Lower dayrates and higher expenses drag Maersk Drilling into the red

Business & Finance

Danish offshore driller Maersk Drilling recorded a net loss in 2019 and a decrease in revenues due to lower dayrates and higher financial expenses compared to the previous year.

Maersk Valiant drillship; Source: Maersk Drilling

For the full year 2019, Maersk Drilling posted revenues of $1.2 billion, a decrease from revenues of $1.4 billion in 2018. The revenues were 14% lower compared with the previous year mainly due to the effect on average dayrates from the expiry of legacy contracts.

The average dayrate of $194,000 was 18% lower than in 2018 ($237,000), primarily impacted by Maersk Discoverer and Maersk Integrator having legacy contracts replaced with new contracts at significantly lower dayrates.

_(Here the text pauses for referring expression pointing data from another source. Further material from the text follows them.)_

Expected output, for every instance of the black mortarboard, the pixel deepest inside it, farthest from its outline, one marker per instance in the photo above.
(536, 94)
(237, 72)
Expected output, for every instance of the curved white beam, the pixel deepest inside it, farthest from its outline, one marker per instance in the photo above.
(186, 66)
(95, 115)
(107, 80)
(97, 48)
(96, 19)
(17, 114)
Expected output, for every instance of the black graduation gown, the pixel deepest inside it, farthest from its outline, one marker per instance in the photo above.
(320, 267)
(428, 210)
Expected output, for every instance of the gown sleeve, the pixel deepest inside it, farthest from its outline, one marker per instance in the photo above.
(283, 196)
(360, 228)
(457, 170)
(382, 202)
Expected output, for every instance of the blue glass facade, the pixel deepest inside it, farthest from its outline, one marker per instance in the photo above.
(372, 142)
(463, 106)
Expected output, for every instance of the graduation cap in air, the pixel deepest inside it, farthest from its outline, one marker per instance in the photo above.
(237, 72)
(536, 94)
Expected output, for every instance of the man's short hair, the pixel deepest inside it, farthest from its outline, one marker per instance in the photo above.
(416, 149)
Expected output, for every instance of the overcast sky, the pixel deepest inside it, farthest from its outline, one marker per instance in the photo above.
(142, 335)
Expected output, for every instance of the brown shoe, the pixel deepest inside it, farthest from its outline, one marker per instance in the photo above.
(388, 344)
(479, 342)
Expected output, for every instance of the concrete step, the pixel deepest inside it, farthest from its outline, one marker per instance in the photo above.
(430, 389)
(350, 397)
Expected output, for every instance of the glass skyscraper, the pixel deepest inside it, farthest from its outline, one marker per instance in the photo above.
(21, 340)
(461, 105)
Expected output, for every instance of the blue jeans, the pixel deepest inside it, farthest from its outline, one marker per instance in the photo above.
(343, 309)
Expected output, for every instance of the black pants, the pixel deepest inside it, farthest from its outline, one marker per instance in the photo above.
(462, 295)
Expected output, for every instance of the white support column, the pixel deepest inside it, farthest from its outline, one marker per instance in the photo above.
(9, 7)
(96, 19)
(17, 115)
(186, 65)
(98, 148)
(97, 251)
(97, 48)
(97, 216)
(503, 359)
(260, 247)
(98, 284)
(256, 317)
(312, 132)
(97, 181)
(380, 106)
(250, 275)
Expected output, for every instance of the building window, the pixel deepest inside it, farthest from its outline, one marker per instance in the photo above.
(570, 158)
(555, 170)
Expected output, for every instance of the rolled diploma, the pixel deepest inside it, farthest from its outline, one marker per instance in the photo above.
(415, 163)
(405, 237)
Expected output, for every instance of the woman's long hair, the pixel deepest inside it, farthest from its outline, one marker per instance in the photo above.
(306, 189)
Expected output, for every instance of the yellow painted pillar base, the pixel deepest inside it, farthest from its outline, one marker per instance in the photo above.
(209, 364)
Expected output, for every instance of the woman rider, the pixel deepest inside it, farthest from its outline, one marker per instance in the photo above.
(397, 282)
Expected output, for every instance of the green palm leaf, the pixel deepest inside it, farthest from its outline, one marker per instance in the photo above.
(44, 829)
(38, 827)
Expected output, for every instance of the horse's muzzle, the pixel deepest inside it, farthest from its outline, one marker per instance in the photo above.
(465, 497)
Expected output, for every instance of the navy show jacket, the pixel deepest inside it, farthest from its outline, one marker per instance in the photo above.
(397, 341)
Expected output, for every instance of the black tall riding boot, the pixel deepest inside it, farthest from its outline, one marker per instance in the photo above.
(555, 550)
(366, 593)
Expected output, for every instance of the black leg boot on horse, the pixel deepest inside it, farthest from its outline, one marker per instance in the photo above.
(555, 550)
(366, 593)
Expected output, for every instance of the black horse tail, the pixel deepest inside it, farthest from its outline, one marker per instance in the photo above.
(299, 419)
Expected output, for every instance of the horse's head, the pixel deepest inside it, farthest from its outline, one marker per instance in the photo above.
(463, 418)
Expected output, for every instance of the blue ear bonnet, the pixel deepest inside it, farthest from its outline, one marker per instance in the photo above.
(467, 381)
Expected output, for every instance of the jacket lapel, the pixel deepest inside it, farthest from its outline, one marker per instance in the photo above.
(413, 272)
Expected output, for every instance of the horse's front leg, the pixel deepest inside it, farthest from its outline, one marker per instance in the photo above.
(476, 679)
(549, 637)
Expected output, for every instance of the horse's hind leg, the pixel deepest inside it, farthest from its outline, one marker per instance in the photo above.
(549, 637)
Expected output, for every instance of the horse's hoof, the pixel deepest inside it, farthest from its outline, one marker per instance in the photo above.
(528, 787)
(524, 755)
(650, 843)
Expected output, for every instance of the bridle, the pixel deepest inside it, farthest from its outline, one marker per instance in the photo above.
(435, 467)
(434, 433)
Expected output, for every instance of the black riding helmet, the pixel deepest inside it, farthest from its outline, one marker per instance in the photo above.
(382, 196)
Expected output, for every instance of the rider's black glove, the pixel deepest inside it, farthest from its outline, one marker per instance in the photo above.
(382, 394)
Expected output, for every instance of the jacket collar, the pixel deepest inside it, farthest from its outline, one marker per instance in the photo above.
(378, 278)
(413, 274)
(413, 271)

The company recorded a loss of $113 million in 2019, compared to a profit of $941 million in 2018. Maersk said that the net loss for 2019 reflects the lower EBITDA and higher financial expenses compared to the previous year. In 2018, the profit was positively impacted by a non-cash reversal of previously recognized impairment losses of net $810 million.

Following the $1.5 billion debt financing raised towards the end of 2018, the net financial expenses increased to $68 million in 2019 compared to $12 million in 2018.

Maersk Drilling’s revenues in 4Q 2019 were $305 million compared to $294 milion in 3Q 2019.

Utilization remained unchanged at 76% and average dayrate increased to $200,000 in 4Q 2019 from $183,000 in 3Q 2019.

The company’s revenue backlog of $2.1 billion at December 31, 2019, was  unchanged from September 30, 2019.

Maersk Drilling CEO, Jorn Madsen, said:  “During the year, we continued to see the impact of the market recovery with more days on contract and, in the fourth quarter, we also started to see an increase in the average realized dayrates. However, the duration of new contracts remains relatively short. With a strong contracting performance during the year, we retain good visibility into 2020. This, combined with our positive free cash flow generation and strong balance sheet, provides us with a continued high degree of financial flexibility.”

 

Deepwater spending to drive increase in offshore investments 

 

The price of Brent crude oil averaged $64 per barrel in 2019, representing a decrease of 11% compared to the average of $72 per barrel in 2018.

According to the Danish company, the robust cash flows and general feasibility of offshore projects are clearly visible in the levels of project sanctioning activity. Despite a slight decline in the number of Final Investment Decisions (FIDs) by oil and gas companies in 2019, the increasing overall trend since the low point in 2016 is expected to continue in the coming years. According to Rystad, the number of FIDs are expected to increase more than 50% year-on-year in 2020 and approximately 10% year-on-year in 2021.

The rising sanctioning activity further translated into increased offshore investments in 2019, with additional capital expenditures in both deep-water and shallow-water activities. For 2020, offshore investments are expected to increase even further with additional deepwater spending to drive the majority of the increase, Maersk said.

These overall market improvements cascaded down into the offshore drilling industry with global offshore rig utilization continuing to increase as a result of rising demand as well as further rationalizations on the supply side. The increase in demand was most visible in the jack-up market, where marketed utilization (excluding cold-stacked rigs) in the broader segment climbed above 85% during the fourth quarter of 2019 and averaged 81% through the year compared with 73% in 2018.

In the floater segment, marketed utilization averaged 79% in 2019 compared with 75% in 2018. Contracting activity on the floater side has been soft since the start of the downturn, resulting in steep declines in forward coverage for the segment. This is constraining on a broader-based recovery of the floater market, with marketed utilization fluctuating around 80% during the past several months. More long-term projects are needed in order to build sufficient backlog and effectively remove supply from the segment for an extended period of time.

In the second half of 2019, several tenders and pre-tenders were issued for multi-year drilling campaigns, boding well for future demand for floaters.

Dayrates in the floater segment continued to gradually improve during 2019 and appear to have stabilized at levels above $200k per day compared with $150–180k per day in the beginning of the year.